In today’s times, data management needs to be broken up into many different dimensions. We should carefully consider the use of proven SQL databases in an agnostic way before jumping into selecting shiny new NoSQL databases. It is vital to understand the short- and long-term business strategy of data management and weigh competing priorities before selecting specific technologies. Whenever I want to evaluate a data management strategy, I use the following checklist to come to a decision:

• What are the security and compliance considerations of data?

• What is the short and long-term scalability of data?

• What are the types of data and its uses?

• What would be the frequency of schema changes?

• What should be the latency of data retrieval?

• What is the velocity of data?

• What is the variety of data?

• What are the requirements of data availability?

• What are the search requirements of data stored?

• How is data processed into information and insights?

• How is data analyzed and reported?

• Is data stored in a multi-tenant environment?

• What is the optimal cost of data management?

• What are the tiers of data management?

• What are the data management lifecycle requirements (backup/recovery)?

Technologists are comfortable with the use of more than one database in their cloud applications.
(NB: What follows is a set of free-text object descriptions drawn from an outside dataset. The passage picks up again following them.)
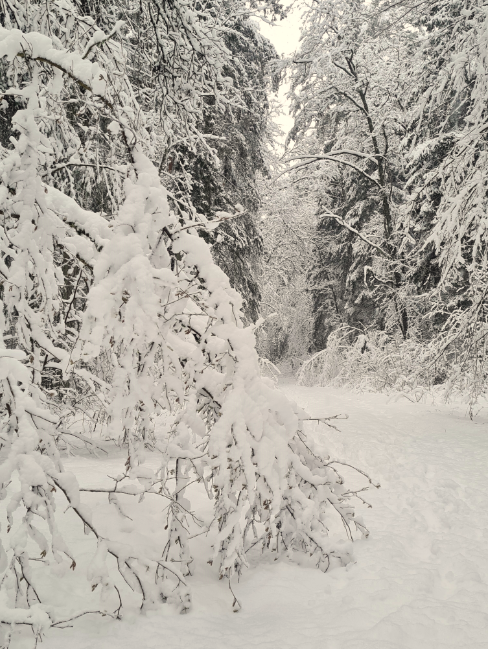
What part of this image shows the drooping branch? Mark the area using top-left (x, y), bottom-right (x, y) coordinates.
top-left (317, 209), bottom-right (392, 259)
top-left (278, 155), bottom-right (383, 189)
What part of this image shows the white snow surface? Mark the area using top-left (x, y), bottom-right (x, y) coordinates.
top-left (40, 385), bottom-right (488, 649)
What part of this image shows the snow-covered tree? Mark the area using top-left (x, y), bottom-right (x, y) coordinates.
top-left (0, 2), bottom-right (372, 644)
top-left (401, 0), bottom-right (488, 407)
top-left (187, 18), bottom-right (279, 324)
top-left (256, 167), bottom-right (316, 365)
top-left (285, 0), bottom-right (417, 346)
top-left (285, 0), bottom-right (488, 406)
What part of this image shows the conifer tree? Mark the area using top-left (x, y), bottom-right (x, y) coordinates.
top-left (286, 0), bottom-right (416, 347)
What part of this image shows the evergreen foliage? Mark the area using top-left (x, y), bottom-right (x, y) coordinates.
top-left (272, 0), bottom-right (488, 408)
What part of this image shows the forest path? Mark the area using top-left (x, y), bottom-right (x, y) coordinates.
top-left (42, 386), bottom-right (488, 649)
top-left (279, 386), bottom-right (488, 648)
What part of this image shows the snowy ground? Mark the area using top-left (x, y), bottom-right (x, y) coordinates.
top-left (39, 385), bottom-right (488, 649)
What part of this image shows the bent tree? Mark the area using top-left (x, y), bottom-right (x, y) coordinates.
top-left (0, 1), bottom-right (373, 645)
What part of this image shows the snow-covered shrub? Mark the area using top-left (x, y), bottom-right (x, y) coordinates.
top-left (298, 327), bottom-right (450, 397)
top-left (425, 301), bottom-right (488, 415)
top-left (0, 3), bottom-right (373, 644)
top-left (299, 322), bottom-right (488, 413)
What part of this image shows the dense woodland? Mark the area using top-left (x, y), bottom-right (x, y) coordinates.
top-left (0, 0), bottom-right (487, 645)
top-left (259, 0), bottom-right (488, 412)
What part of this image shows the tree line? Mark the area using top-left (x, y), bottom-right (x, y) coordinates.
top-left (258, 0), bottom-right (488, 408)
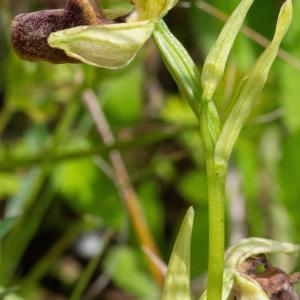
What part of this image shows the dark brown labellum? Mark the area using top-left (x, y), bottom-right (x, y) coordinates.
top-left (238, 254), bottom-right (300, 300)
top-left (11, 0), bottom-right (107, 64)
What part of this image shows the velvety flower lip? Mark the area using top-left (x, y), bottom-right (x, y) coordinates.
top-left (11, 0), bottom-right (179, 68)
top-left (11, 0), bottom-right (110, 64)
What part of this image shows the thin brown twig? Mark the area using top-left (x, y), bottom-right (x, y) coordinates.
top-left (179, 0), bottom-right (300, 72)
top-left (82, 90), bottom-right (164, 287)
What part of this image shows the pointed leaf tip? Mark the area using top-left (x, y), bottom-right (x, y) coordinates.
top-left (201, 0), bottom-right (254, 100)
top-left (215, 0), bottom-right (293, 164)
top-left (161, 207), bottom-right (194, 300)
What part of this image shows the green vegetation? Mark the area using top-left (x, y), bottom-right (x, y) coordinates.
top-left (1, 0), bottom-right (300, 299)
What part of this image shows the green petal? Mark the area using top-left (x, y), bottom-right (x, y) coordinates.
top-left (132, 0), bottom-right (179, 20)
top-left (161, 208), bottom-right (194, 300)
top-left (225, 237), bottom-right (299, 270)
top-left (48, 21), bottom-right (155, 69)
top-left (234, 273), bottom-right (269, 300)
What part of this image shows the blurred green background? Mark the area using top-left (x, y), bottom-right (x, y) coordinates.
top-left (1, 0), bottom-right (300, 299)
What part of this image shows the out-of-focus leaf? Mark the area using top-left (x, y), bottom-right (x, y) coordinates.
top-left (279, 131), bottom-right (300, 244)
top-left (235, 137), bottom-right (263, 237)
top-left (52, 158), bottom-right (124, 230)
top-left (190, 208), bottom-right (208, 276)
top-left (0, 217), bottom-right (18, 240)
top-left (160, 95), bottom-right (197, 126)
top-left (99, 66), bottom-right (143, 124)
top-left (0, 173), bottom-right (21, 197)
top-left (161, 207), bottom-right (194, 300)
top-left (0, 287), bottom-right (23, 300)
top-left (278, 0), bottom-right (300, 131)
top-left (5, 168), bottom-right (45, 217)
top-left (177, 170), bottom-right (207, 205)
top-left (103, 246), bottom-right (158, 298)
top-left (138, 181), bottom-right (164, 239)
top-left (49, 21), bottom-right (154, 69)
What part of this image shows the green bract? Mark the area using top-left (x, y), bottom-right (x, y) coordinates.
top-left (201, 0), bottom-right (254, 101)
top-left (215, 0), bottom-right (293, 165)
top-left (161, 208), bottom-right (194, 300)
top-left (48, 0), bottom-right (180, 68)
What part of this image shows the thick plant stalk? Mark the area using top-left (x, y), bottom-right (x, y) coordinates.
top-left (205, 158), bottom-right (226, 300)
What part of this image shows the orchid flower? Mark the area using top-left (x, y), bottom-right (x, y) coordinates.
top-left (200, 238), bottom-right (300, 300)
top-left (11, 0), bottom-right (179, 68)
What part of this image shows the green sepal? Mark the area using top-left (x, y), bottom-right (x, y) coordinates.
top-left (48, 21), bottom-right (155, 69)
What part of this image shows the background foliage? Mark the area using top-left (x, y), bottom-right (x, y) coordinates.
top-left (0, 0), bottom-right (300, 299)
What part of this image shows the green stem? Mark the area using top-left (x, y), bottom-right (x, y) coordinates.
top-left (206, 157), bottom-right (226, 300)
top-left (154, 20), bottom-right (226, 299)
top-left (200, 101), bottom-right (226, 300)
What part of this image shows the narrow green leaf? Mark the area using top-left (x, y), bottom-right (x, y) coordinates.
top-left (0, 217), bottom-right (18, 240)
top-left (153, 20), bottom-right (220, 142)
top-left (161, 208), bottom-right (194, 300)
top-left (215, 0), bottom-right (293, 165)
top-left (49, 21), bottom-right (155, 69)
top-left (70, 231), bottom-right (112, 300)
top-left (201, 0), bottom-right (254, 100)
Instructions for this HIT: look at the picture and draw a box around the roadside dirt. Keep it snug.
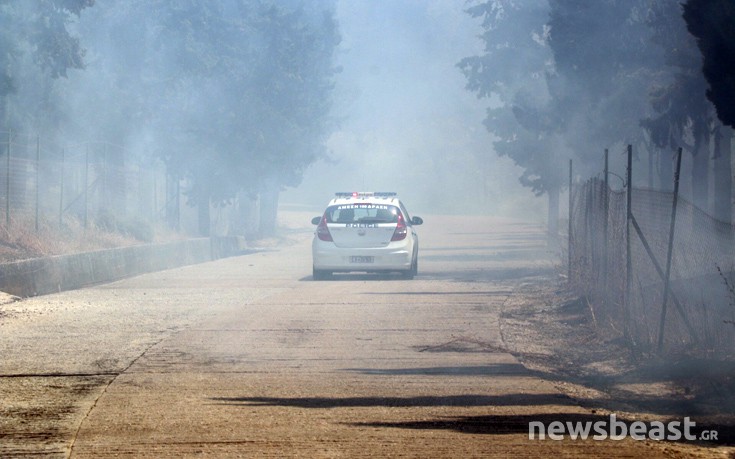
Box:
[500,274,735,455]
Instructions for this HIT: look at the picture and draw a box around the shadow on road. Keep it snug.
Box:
[360,291,513,296]
[299,273,409,282]
[209,395,733,445]
[299,267,557,283]
[342,364,530,377]
[210,393,574,408]
[349,413,607,435]
[347,413,735,445]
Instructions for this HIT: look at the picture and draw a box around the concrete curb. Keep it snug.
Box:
[0,236,249,298]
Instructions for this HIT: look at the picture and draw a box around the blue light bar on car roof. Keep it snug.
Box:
[334,192,397,198]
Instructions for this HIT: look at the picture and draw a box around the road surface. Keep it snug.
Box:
[0,213,716,457]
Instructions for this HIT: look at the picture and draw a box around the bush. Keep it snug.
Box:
[96,210,154,243]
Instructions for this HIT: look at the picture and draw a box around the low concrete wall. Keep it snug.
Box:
[0,236,249,298]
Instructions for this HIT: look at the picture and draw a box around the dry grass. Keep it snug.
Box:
[0,214,186,263]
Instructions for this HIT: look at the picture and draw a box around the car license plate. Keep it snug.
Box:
[350,256,374,263]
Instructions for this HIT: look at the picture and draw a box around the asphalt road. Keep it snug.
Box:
[0,213,703,457]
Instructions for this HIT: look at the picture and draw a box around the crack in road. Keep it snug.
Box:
[65,336,168,459]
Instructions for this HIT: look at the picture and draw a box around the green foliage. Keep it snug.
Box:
[458,0,550,102]
[640,1,712,154]
[460,0,722,195]
[545,0,665,172]
[458,0,561,194]
[77,0,340,209]
[2,0,339,228]
[683,0,735,128]
[0,0,93,125]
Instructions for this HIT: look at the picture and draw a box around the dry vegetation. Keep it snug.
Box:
[0,214,185,263]
[501,277,735,432]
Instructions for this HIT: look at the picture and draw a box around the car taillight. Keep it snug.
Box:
[316,215,333,241]
[391,213,408,241]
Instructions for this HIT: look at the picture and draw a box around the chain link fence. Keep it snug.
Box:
[569,150,735,355]
[1,130,182,239]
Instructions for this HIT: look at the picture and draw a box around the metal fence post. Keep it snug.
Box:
[152,169,157,222]
[59,148,65,227]
[657,147,683,352]
[176,177,181,232]
[35,135,40,232]
[568,159,573,282]
[585,177,593,273]
[625,144,632,340]
[102,143,107,214]
[603,149,609,294]
[84,144,89,230]
[6,129,10,227]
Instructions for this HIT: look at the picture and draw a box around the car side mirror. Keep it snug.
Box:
[411,216,423,225]
[311,216,322,225]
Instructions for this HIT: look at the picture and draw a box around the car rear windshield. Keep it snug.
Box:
[325,204,401,224]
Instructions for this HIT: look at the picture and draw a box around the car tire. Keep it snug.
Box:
[313,267,332,281]
[401,255,418,280]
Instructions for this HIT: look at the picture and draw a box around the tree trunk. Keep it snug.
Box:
[230,191,259,238]
[197,196,210,236]
[714,126,732,223]
[658,149,673,191]
[547,185,560,237]
[732,129,735,226]
[691,132,710,211]
[258,183,280,237]
[106,140,127,217]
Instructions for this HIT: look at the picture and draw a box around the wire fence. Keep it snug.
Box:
[1,129,182,238]
[569,148,735,355]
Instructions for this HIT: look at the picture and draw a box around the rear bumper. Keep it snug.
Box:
[312,240,413,272]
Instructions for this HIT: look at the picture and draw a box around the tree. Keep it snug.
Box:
[70,0,340,236]
[642,1,715,211]
[546,0,663,178]
[683,0,735,128]
[0,0,94,127]
[683,0,735,222]
[460,1,666,235]
[458,0,563,234]
[248,3,341,235]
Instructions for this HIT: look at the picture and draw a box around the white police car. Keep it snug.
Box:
[311,192,423,280]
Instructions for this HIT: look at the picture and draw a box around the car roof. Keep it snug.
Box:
[327,192,402,207]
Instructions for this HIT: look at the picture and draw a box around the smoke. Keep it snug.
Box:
[282,0,543,220]
[6,0,545,234]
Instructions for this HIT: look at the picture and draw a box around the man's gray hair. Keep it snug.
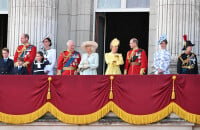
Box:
[66,40,74,46]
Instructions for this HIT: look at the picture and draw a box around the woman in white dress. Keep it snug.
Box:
[42,37,56,75]
[78,41,99,75]
[154,34,171,74]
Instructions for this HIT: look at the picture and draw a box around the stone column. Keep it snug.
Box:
[148,0,200,74]
[56,0,94,55]
[7,0,58,57]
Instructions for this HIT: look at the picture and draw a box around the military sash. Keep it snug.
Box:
[19,45,34,58]
[63,51,79,67]
[131,49,143,62]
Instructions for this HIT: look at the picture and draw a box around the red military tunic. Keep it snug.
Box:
[124,48,148,75]
[57,50,81,75]
[14,44,37,74]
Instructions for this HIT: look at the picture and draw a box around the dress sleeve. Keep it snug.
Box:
[44,49,56,72]
[116,54,124,65]
[105,53,113,64]
[78,54,84,69]
[89,53,99,69]
[153,52,159,70]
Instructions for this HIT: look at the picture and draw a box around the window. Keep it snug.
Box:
[97,0,121,8]
[126,0,150,8]
[0,0,8,13]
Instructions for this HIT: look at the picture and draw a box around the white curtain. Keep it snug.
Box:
[98,0,121,8]
[126,0,150,8]
[0,0,8,11]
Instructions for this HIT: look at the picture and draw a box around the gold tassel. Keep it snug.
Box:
[109,91,113,99]
[171,75,176,100]
[47,77,52,100]
[109,76,114,99]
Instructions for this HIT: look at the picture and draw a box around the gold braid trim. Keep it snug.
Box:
[62,51,72,64]
[128,49,135,63]
[17,44,30,58]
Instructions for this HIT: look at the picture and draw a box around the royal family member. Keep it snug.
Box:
[177,35,198,74]
[42,37,56,75]
[105,38,124,75]
[57,40,81,75]
[154,34,171,74]
[14,34,36,74]
[0,48,14,75]
[124,38,148,75]
[79,41,99,75]
[13,57,28,75]
[31,51,49,75]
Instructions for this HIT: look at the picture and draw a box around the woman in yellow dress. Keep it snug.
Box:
[105,38,124,75]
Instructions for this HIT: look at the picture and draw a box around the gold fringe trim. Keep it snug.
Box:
[0,102,200,124]
[171,75,176,100]
[48,102,111,124]
[0,103,50,124]
[110,101,173,124]
[109,76,114,99]
[172,102,200,124]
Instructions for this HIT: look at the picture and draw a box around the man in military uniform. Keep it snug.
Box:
[177,35,198,74]
[124,38,148,75]
[0,48,14,75]
[14,34,37,74]
[57,40,81,75]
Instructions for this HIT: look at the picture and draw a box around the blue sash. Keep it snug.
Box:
[20,45,34,58]
[64,51,79,67]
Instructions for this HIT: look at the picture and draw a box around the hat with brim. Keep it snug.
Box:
[81,41,98,52]
[182,40,195,50]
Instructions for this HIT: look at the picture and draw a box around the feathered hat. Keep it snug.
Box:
[182,35,195,50]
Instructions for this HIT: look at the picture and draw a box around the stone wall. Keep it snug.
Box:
[56,0,94,56]
[148,0,200,74]
[7,0,58,57]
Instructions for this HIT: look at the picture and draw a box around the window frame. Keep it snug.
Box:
[94,0,150,12]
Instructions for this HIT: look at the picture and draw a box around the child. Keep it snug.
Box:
[0,48,14,75]
[13,57,28,75]
[31,51,49,75]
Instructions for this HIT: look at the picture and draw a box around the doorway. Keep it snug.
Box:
[0,14,8,58]
[95,12,149,74]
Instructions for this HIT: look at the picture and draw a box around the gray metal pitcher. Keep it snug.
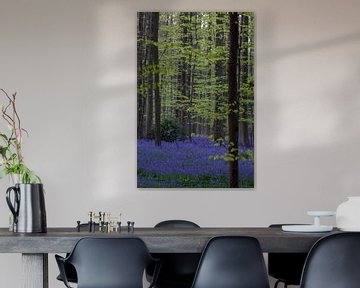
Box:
[6,183,47,233]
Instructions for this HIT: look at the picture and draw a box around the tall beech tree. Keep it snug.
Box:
[137,12,145,139]
[239,13,254,147]
[144,13,154,139]
[141,12,161,145]
[239,13,250,147]
[213,13,226,141]
[152,12,161,146]
[227,12,240,188]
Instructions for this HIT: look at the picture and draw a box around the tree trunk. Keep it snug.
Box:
[239,14,250,147]
[213,13,226,141]
[144,13,154,139]
[151,12,161,147]
[137,12,145,139]
[228,12,240,188]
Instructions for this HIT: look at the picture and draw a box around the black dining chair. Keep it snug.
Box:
[56,262,77,284]
[146,220,201,288]
[191,236,270,288]
[55,237,160,288]
[268,224,308,288]
[56,223,99,284]
[300,232,360,288]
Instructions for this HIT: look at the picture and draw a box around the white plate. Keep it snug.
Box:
[282,225,333,232]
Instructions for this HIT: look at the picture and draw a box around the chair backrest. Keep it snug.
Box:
[191,236,270,288]
[155,219,200,228]
[66,237,154,288]
[268,224,308,285]
[150,220,201,287]
[300,232,360,288]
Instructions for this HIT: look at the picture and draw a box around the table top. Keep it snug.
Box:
[0,227,340,254]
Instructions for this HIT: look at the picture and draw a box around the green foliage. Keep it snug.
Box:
[138,168,229,188]
[138,168,254,188]
[209,145,254,164]
[0,163,41,184]
[161,117,186,142]
[138,12,255,145]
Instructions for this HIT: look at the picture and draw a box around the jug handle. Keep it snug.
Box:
[6,186,20,224]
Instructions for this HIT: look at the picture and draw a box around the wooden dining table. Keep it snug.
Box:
[0,226,339,288]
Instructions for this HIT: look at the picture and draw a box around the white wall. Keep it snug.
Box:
[1,0,360,286]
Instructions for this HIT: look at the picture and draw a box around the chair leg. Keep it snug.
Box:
[274,280,289,288]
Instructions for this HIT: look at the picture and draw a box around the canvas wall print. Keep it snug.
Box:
[137,12,255,188]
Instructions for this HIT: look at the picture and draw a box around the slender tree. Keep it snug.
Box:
[239,13,250,147]
[144,13,154,139]
[213,13,226,141]
[137,12,145,139]
[228,12,240,188]
[151,12,161,146]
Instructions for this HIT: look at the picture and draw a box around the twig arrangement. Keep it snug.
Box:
[0,88,40,183]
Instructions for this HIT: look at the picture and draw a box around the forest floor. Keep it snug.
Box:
[137,136,254,188]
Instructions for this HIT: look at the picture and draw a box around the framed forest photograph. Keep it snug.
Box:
[137,12,255,188]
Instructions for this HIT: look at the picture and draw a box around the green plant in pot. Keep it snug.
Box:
[0,88,46,233]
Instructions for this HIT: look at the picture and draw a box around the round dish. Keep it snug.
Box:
[282,225,333,233]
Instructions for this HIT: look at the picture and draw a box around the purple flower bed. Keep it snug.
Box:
[137,136,254,188]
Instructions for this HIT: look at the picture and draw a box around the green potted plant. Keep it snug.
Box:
[0,88,40,183]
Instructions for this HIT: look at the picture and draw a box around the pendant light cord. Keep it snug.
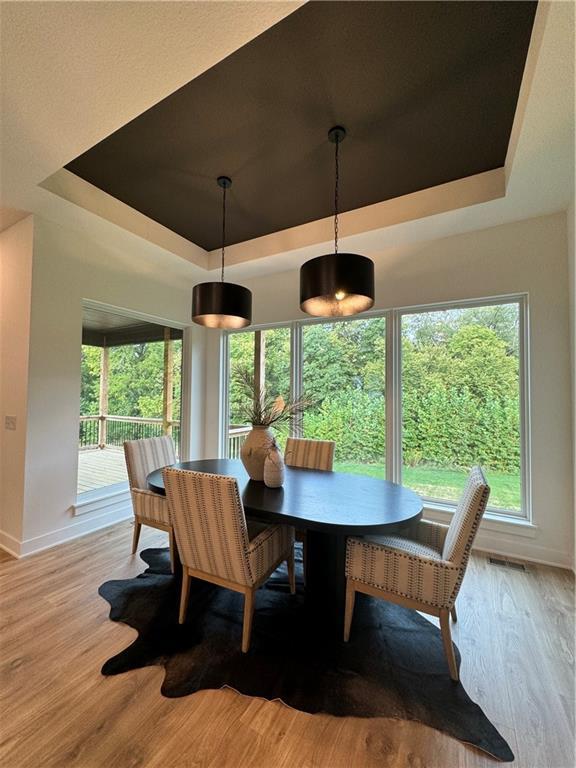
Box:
[334,134,340,255]
[221,183,227,283]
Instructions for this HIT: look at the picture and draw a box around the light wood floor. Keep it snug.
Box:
[77,447,128,494]
[0,522,573,768]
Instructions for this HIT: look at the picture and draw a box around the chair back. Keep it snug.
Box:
[442,466,490,565]
[123,436,176,491]
[163,468,253,585]
[285,437,335,471]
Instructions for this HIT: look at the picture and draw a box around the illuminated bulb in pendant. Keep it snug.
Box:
[335,290,346,301]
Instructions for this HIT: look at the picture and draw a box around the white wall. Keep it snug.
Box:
[0,217,34,553]
[4,215,205,555]
[213,212,574,569]
[3,210,573,569]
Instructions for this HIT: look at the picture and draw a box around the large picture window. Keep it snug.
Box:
[224,295,528,519]
[400,302,522,513]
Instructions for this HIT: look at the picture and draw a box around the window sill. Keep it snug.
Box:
[73,482,130,517]
[422,502,537,539]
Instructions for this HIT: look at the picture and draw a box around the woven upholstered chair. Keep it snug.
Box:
[163,468,295,653]
[344,467,490,681]
[284,437,335,579]
[124,436,176,571]
[284,437,335,472]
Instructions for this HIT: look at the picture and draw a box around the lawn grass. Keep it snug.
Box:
[333,461,521,512]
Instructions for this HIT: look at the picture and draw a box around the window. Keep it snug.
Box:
[400,302,523,514]
[224,295,528,519]
[78,334,182,495]
[302,318,385,478]
[228,327,291,455]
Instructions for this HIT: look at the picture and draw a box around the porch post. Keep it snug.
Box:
[98,345,109,449]
[163,327,174,436]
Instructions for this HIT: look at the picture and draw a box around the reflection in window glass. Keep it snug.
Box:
[401,303,521,512]
[302,318,385,478]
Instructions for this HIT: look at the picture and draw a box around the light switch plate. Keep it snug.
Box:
[4,415,16,430]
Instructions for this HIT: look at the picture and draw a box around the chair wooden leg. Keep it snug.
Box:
[168,528,175,574]
[440,608,459,681]
[179,571,191,624]
[242,588,255,653]
[131,520,142,554]
[343,580,356,642]
[287,551,296,595]
[450,604,457,622]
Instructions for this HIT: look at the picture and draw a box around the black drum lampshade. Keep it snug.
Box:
[300,126,375,318]
[192,176,252,329]
[192,281,252,329]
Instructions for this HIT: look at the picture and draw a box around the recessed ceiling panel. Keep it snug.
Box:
[65,1,537,250]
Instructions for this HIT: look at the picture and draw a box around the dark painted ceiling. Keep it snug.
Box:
[66,1,537,251]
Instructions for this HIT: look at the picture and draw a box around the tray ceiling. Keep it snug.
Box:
[65,1,537,251]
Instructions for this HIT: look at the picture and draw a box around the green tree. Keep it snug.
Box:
[80,340,182,419]
[80,346,101,414]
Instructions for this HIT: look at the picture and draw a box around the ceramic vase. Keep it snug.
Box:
[240,425,275,481]
[263,441,285,488]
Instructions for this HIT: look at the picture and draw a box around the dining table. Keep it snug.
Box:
[147,458,423,624]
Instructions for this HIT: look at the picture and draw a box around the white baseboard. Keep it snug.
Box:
[0,530,22,558]
[472,533,573,569]
[0,502,133,558]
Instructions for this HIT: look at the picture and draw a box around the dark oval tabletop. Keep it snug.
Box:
[147,458,422,535]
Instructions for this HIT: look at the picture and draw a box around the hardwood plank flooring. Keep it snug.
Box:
[0,522,573,768]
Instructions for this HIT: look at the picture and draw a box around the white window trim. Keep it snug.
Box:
[223,292,531,523]
[393,293,530,522]
[78,299,190,498]
[423,501,537,538]
[220,331,231,458]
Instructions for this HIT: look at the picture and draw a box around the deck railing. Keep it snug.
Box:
[79,417,251,458]
[79,415,180,450]
[228,426,251,458]
[79,416,100,448]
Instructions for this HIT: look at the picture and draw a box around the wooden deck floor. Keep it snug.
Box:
[77,447,128,494]
[0,522,573,767]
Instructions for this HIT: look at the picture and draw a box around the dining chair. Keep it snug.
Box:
[163,467,295,652]
[284,437,335,472]
[123,436,176,571]
[344,466,490,681]
[284,437,335,581]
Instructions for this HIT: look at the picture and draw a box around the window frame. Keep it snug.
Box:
[394,294,530,521]
[222,292,531,522]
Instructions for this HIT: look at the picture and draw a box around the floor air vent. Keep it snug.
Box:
[488,556,527,571]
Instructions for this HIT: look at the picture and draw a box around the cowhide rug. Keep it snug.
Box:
[99,547,513,762]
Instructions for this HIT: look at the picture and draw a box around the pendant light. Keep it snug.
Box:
[192,176,252,329]
[300,126,374,317]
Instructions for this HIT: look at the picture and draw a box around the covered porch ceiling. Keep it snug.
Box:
[82,306,182,348]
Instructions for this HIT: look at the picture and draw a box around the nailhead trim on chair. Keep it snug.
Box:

This trend has accelerated with the use of microservices and containerization. Furthermore, most cloud applications are recognizing the need for separating tiers of data management. Such tiers include a UI caching tier, CDN tier, graph analysis tier, business tier, business analytics tier, security tier, reporting tier, IoT device tier and much more. Each tier can have its own data management strategy -- as long as data is protected, access is through REST APIs, etc.

Database As A Service (DBaaS)

These are exciting times in which a mature set of DBaaS options are emerging for SQL and NoSQL databases. For example, Amazon AWS Aurora provides MySQL and PostgreSQL database on the tap, and Instaclustr offers Cassandra as a service hosted on AWS.

Analytics As A Service (AaaS)

All of the big three cloud providers offer analytics as a service. The biggest hurdle to cloud analytics platform adoption is the fear of data security. AWS and Azure provide a robust set of data analytics services to mitigate this fear. Azure Analysis Services is SQL focused and provides Power BI for powerful visualization.

Graph DB Uses

The GraphDB revolution is enabling faster solutions that benefit from graph query, while helping accelerate the search of relationships based on adjacency principals such as in cybersecurity, recommendation engines, IT operations, networking, etc. For example, in a client’s IoT cybersecurity product, we used Apache Spark and Cassandra DB for the analytics tier, but the resultant data was organized in Neo4j Graph DB to allow further analysis of cybersecurity threats, followed by a MongoDB-based cybersecurity orchestration. This is a good example of tier-wise separation of data management, where best-of-breed databases were used for solving a very complex problem for a cybersecurity product.

IoT Database

With the advent of IoT-enabled applications, the sheer volume of data collected and processed from the device tier needs to handled in a specialized way. We have successfully used a relatively new and exciting open source database called InfluxDB that handles time-series data in a most efficient way. So appropriate applications can use InfluxDB and the associated TICK stack for data management: 

TICK Stack

ZYMR, INC.

Final Thoughts

Unlike his peers at the time, Spinoza was strongly opposed to traditional theological views. One of his famous quotes is, “Be not astonished at new ideas; for it is well known to you that a thing does not therefore cease to be true because it is not accepted by many.” Similarly, we are free to choose from multiple databases, select various tiers, break monoliths into microservices, and innovate by leveraging a variety of cloud data management tools and techniques in building modern cloud applications.